Selin’s main course inspiration is to represent the top six nationalities that work in the NHS. She provides diners with a little game to attribute the ingredients to the country. Aylesbury duck roasted in baharat spices, two hispi cabbage dishes, carrots with a calamansi glaze and jugs of gloriously rich prune and sherry sauce must be matched with Britain, Ireland, Spain, Poland, the Philippines and a mystery country that seems to have escaped identification all week. Andi says she just wants to eat the food.

Last year, Selin’s dessert made it all the way to the celebratory banquet. This time she serves up ‘A moment of peace’, which is a dish inspired by the shift workers’ welcome tea break. Toast ice cream partners an Earl Grey caramel and poached pear terrine. For the final she adds Earl Grey jelly cubes and a gin tea cocktail. Matthew thinks it ‘very nice but it doesn’t send that thrill down my spine’. Future competitors contemplate how to thrill Matthew’s spine.
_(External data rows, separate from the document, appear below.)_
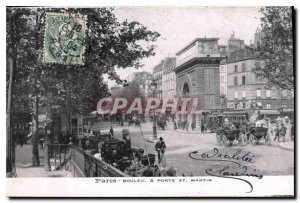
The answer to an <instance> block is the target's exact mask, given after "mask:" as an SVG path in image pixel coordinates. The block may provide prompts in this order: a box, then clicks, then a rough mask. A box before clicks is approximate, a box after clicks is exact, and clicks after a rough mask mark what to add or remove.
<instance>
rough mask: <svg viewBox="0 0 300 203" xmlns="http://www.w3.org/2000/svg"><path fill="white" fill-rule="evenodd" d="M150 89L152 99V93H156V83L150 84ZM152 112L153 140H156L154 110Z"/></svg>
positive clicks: (155, 128)
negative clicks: (150, 91)
mask: <svg viewBox="0 0 300 203" xmlns="http://www.w3.org/2000/svg"><path fill="white" fill-rule="evenodd" d="M150 88H151V90H152V97H153V98H154V93H155V91H156V88H157V84H156V82H154V81H153V82H152V83H151V84H150ZM153 110H154V120H153V140H157V131H156V117H155V109H153Z"/></svg>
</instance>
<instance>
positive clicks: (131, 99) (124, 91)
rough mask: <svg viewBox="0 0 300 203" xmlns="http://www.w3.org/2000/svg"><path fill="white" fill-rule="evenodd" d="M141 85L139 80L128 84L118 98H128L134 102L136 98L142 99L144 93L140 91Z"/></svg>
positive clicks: (124, 85) (118, 95) (140, 83)
mask: <svg viewBox="0 0 300 203" xmlns="http://www.w3.org/2000/svg"><path fill="white" fill-rule="evenodd" d="M140 84H141V83H139V82H138V81H137V80H133V81H132V82H129V83H128V84H125V85H124V87H123V88H122V89H121V90H120V91H119V92H118V94H117V95H116V97H121V98H126V99H128V100H130V101H131V100H134V99H135V98H141V97H142V93H141V89H140Z"/></svg>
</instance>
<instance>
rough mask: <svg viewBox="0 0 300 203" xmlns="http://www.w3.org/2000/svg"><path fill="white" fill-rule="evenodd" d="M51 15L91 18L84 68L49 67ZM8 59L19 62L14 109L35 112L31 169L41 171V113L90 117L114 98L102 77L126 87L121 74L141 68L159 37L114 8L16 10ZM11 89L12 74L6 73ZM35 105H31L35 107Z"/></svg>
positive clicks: (9, 16) (8, 9) (150, 53)
mask: <svg viewBox="0 0 300 203" xmlns="http://www.w3.org/2000/svg"><path fill="white" fill-rule="evenodd" d="M47 12H55V13H66V14H82V15H87V16H88V20H87V31H86V36H85V42H84V45H85V54H84V65H61V64H44V63H43V61H42V54H43V45H44V28H45V17H46V13H47ZM6 19H7V23H6V37H7V56H8V57H11V58H12V59H13V61H14V66H13V70H14V78H13V84H14V85H13V89H14V91H13V104H15V105H18V106H20V105H19V104H21V106H27V107H28V108H29V107H31V106H32V107H33V108H31V111H32V113H33V125H34V130H33V131H34V132H33V139H32V140H33V142H32V149H33V150H32V154H33V158H32V160H33V161H32V163H33V166H38V165H39V156H38V134H37V133H38V132H37V129H38V128H37V126H38V117H37V115H38V111H39V110H38V109H39V108H38V107H48V108H49V109H51V108H53V107H56V106H59V107H63V108H65V109H68V111H69V112H77V113H83V114H84V113H87V112H90V111H92V110H95V109H96V107H97V102H98V101H99V99H101V98H102V97H106V96H108V95H109V91H108V87H107V84H106V83H105V82H104V79H103V75H104V74H108V76H109V79H111V80H115V81H116V82H117V83H119V84H120V83H123V82H124V81H122V80H121V79H120V77H119V76H118V75H117V73H116V70H115V69H116V68H127V67H136V68H139V67H142V63H141V60H142V59H143V58H145V57H149V56H151V55H154V54H155V52H154V49H155V46H154V45H153V42H154V41H156V39H157V38H158V37H159V34H158V33H157V32H154V31H150V30H148V29H147V28H146V27H145V26H143V25H142V24H140V23H139V22H135V21H133V22H128V21H124V22H118V20H117V18H116V17H115V15H114V13H113V9H112V8H30V7H26V8H13V7H8V8H7V11H6ZM7 73H8V74H7V84H9V71H7ZM31 104H32V105H31Z"/></svg>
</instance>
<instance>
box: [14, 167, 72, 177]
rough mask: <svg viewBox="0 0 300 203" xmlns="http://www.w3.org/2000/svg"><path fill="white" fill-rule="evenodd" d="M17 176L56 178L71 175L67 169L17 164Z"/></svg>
mask: <svg viewBox="0 0 300 203" xmlns="http://www.w3.org/2000/svg"><path fill="white" fill-rule="evenodd" d="M16 171H17V176H18V178H29V177H31V178H32V177H34V178H37V177H44V178H47V177H48V178H55V177H56V178H58V177H72V174H71V173H70V172H69V171H45V168H44V166H39V167H32V166H17V168H16Z"/></svg>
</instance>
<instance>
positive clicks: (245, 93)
mask: <svg viewBox="0 0 300 203" xmlns="http://www.w3.org/2000/svg"><path fill="white" fill-rule="evenodd" d="M242 96H243V99H245V98H246V91H245V90H243V91H242Z"/></svg>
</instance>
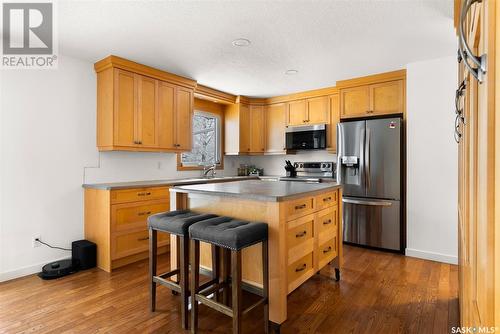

James finishes his menu by offering up a coconut medley, informing us that coconut is called ‘the tree of life’ in the Caribbean and adding ‘it can heal, protect and feed, just like the NHS’. Clever eh? Coconut parfait gets a peanut crust and bite-sized doughnuts are injected with a puree of what James calls ‘rotten mango’. Jenny loves the plastic plants and paper cocktail umbrellas of James’s presentation. Oliver looks like he needs a stiff drink.

Ignoring the dilemma of what constitutes ‘good taste’, the panel delivers its verdict and James emerges victorious. Watching the programme back, Selin will probably kick herself that she didn’t think of doing ‘a big whipped cream thing with something underneath it’.